- Born: July 20, 1930 Hazleton, Pennsylvania
- Died: July 17, 2015 (aged 84) Boston, Massachusetts
- Occupations: Pediatrician, geneticist

= Murray Feingold =

American physician and geneticist

Murray Feingold (July 20, 1930 – July 17, 2015) was an American pediatrician, geneticist, and founder of the Feingold Center for Children in Waltham, Massachusetts. He was also the founder and president of The Genesis Foundation for Children.

==Early life and career==
Feingold was born in Hazleton, Pennsylvania, in 1930. He was a graduate of Jefferson Medical School (now Thomas Jefferson University) in Philadelphia, Pennsylvania. He has served on the faculty of Tufts University School of Medicine, Harvard Medical School, and Boston University School of Medicine. He previously served as chief of the division of ambulatory services and chief of genetics and birth defects at Boston Floating Hospital for Children and director of genetics at Franciscan Children's Hospital and Rehabilitation Center.
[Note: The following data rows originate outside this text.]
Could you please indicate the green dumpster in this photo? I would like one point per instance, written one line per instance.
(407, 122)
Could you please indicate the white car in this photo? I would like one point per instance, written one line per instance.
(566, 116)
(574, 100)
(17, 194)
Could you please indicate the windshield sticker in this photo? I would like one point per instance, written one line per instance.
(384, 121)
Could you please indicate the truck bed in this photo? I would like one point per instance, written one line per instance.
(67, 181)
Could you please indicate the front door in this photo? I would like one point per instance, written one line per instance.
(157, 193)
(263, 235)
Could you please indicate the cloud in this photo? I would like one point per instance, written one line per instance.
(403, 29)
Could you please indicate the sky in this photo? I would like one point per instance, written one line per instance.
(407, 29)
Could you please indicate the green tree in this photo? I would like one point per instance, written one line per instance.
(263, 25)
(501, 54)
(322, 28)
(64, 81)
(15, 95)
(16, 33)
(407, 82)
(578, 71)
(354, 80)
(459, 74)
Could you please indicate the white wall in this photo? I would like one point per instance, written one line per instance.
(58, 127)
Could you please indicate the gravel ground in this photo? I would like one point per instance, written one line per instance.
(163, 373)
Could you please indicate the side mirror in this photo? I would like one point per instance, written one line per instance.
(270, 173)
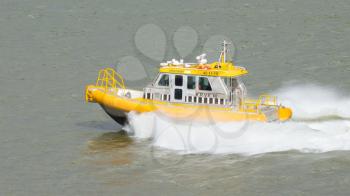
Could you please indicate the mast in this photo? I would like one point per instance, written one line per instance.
(223, 54)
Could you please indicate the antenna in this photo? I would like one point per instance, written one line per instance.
(224, 52)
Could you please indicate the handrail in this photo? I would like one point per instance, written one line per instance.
(253, 105)
(109, 79)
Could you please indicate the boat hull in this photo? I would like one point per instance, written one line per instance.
(118, 106)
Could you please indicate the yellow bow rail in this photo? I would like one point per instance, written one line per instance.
(109, 81)
(253, 105)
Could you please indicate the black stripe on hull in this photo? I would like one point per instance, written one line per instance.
(117, 115)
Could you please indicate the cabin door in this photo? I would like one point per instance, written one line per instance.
(177, 88)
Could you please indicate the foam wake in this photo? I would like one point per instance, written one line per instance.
(249, 138)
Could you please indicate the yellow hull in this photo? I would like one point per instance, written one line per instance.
(177, 110)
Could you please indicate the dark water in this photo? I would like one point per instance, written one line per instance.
(52, 143)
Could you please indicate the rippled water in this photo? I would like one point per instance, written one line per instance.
(52, 143)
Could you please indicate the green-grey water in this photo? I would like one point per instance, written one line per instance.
(53, 143)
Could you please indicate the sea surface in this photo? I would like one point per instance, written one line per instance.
(54, 143)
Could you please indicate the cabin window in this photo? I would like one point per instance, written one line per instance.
(178, 80)
(164, 80)
(189, 98)
(191, 82)
(216, 101)
(200, 99)
(204, 84)
(178, 94)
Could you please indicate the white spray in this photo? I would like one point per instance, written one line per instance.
(308, 102)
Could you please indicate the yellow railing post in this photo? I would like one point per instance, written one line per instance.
(108, 79)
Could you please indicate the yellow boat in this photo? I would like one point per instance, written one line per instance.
(189, 91)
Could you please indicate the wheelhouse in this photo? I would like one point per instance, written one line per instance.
(217, 83)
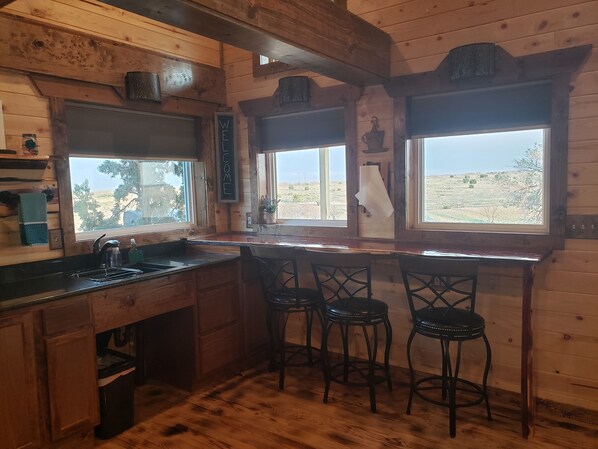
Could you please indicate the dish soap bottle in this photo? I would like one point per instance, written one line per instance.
(135, 254)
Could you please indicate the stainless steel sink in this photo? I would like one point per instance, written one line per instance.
(107, 274)
(113, 274)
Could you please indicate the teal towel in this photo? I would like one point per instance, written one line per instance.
(33, 218)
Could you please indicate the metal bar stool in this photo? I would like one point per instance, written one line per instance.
(280, 284)
(441, 293)
(345, 282)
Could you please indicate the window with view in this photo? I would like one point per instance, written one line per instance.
(487, 182)
(130, 169)
(311, 184)
(121, 193)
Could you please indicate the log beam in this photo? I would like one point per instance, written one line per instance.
(35, 48)
(311, 34)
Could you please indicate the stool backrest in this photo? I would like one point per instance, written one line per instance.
(278, 270)
(434, 282)
(342, 275)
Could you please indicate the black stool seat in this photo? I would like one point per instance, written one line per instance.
(357, 310)
(284, 297)
(302, 297)
(345, 283)
(448, 322)
(441, 293)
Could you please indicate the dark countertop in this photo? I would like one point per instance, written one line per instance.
(374, 247)
(39, 289)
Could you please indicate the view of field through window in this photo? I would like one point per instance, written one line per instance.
(299, 175)
(494, 178)
(115, 193)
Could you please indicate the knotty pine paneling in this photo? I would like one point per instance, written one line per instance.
(566, 289)
(99, 19)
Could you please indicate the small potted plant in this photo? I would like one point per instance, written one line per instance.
(268, 207)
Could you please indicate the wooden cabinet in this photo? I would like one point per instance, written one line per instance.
(131, 303)
(254, 311)
(19, 409)
(218, 317)
(71, 367)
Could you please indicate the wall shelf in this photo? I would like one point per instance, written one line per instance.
(23, 169)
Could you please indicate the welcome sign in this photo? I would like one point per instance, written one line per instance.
(226, 162)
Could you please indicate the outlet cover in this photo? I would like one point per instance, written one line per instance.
(55, 238)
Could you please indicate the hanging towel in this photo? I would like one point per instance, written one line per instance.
(33, 218)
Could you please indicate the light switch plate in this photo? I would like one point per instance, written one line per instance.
(55, 238)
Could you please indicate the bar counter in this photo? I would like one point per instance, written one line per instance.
(527, 259)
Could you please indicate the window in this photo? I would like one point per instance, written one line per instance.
(479, 159)
(122, 193)
(131, 171)
(482, 182)
(311, 184)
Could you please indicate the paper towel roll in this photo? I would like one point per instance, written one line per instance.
(372, 193)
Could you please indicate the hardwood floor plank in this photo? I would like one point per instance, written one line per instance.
(248, 411)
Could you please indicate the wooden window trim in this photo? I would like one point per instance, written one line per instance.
(60, 90)
(321, 98)
(556, 66)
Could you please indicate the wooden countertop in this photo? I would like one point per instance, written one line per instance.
(375, 247)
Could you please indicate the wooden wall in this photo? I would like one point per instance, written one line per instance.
(565, 316)
(25, 111)
(566, 294)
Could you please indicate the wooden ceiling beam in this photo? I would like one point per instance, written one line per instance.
(316, 35)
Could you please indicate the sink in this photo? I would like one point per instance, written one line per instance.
(149, 267)
(107, 274)
(113, 274)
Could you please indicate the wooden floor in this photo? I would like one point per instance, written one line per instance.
(249, 411)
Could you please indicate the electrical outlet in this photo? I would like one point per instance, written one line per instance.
(55, 238)
(582, 226)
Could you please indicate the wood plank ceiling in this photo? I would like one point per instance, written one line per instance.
(316, 35)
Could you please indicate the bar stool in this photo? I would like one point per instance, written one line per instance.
(280, 284)
(441, 293)
(345, 282)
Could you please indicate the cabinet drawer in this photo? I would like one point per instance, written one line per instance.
(217, 307)
(66, 315)
(119, 306)
(219, 348)
(217, 275)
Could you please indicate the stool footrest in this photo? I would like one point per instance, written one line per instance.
(427, 384)
(360, 368)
Feingold was the medical editor at CBS Boston WBZ-TV and WBZ Radio for 30 years. He died on July 17, 2015, three days shy of his 85th birthday.
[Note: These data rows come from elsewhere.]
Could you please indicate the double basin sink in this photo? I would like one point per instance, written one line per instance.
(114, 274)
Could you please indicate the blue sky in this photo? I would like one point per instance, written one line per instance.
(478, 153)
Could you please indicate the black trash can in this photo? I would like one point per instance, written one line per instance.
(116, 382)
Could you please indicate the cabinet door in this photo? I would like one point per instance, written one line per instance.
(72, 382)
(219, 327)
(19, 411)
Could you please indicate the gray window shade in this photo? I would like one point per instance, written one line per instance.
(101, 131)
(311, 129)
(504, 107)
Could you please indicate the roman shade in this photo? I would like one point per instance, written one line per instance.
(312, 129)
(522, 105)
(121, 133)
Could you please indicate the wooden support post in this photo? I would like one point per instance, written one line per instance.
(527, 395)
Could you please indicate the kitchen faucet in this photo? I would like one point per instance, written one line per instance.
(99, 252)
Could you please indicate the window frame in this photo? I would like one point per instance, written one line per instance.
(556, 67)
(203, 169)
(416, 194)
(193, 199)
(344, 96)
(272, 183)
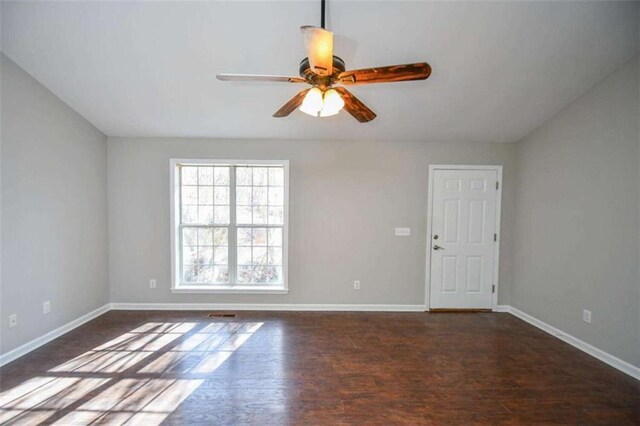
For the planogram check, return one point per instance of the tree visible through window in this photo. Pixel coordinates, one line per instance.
(229, 223)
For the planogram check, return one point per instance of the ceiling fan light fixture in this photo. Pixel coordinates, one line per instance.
(312, 103)
(332, 103)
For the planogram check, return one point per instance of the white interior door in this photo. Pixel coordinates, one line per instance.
(463, 228)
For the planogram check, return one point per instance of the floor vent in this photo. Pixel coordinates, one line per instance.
(221, 315)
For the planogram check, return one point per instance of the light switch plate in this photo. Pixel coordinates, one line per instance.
(403, 232)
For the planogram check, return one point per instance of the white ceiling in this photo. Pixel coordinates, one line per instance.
(148, 68)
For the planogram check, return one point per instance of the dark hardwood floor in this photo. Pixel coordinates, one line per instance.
(313, 368)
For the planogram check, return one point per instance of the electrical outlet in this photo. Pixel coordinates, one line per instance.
(403, 232)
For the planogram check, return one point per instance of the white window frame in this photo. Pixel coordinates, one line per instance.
(174, 204)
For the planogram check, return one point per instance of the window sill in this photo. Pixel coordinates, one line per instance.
(231, 290)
Feingold syndrome was named after him, as he was the first to describe it in the medical literature in 1975

==Publications==
- Genetics and Birth Defects in Clinical Practice, a standard medical textbook, co-author.
- Normal values for selected physical parameters: an aid to syndrome delineation.
Feingold authored 180 articles that have been published in the medical literature. He described three genetic syndromes, one bearing his name, Feingold syndrome.
He wrote a weekly newspaper column entitled "Second Opinion" that appeared in 80 newspapers. Feingold also had a daily medical feature on WBZ-CBS Radio in Boston entitled "Medical Minute."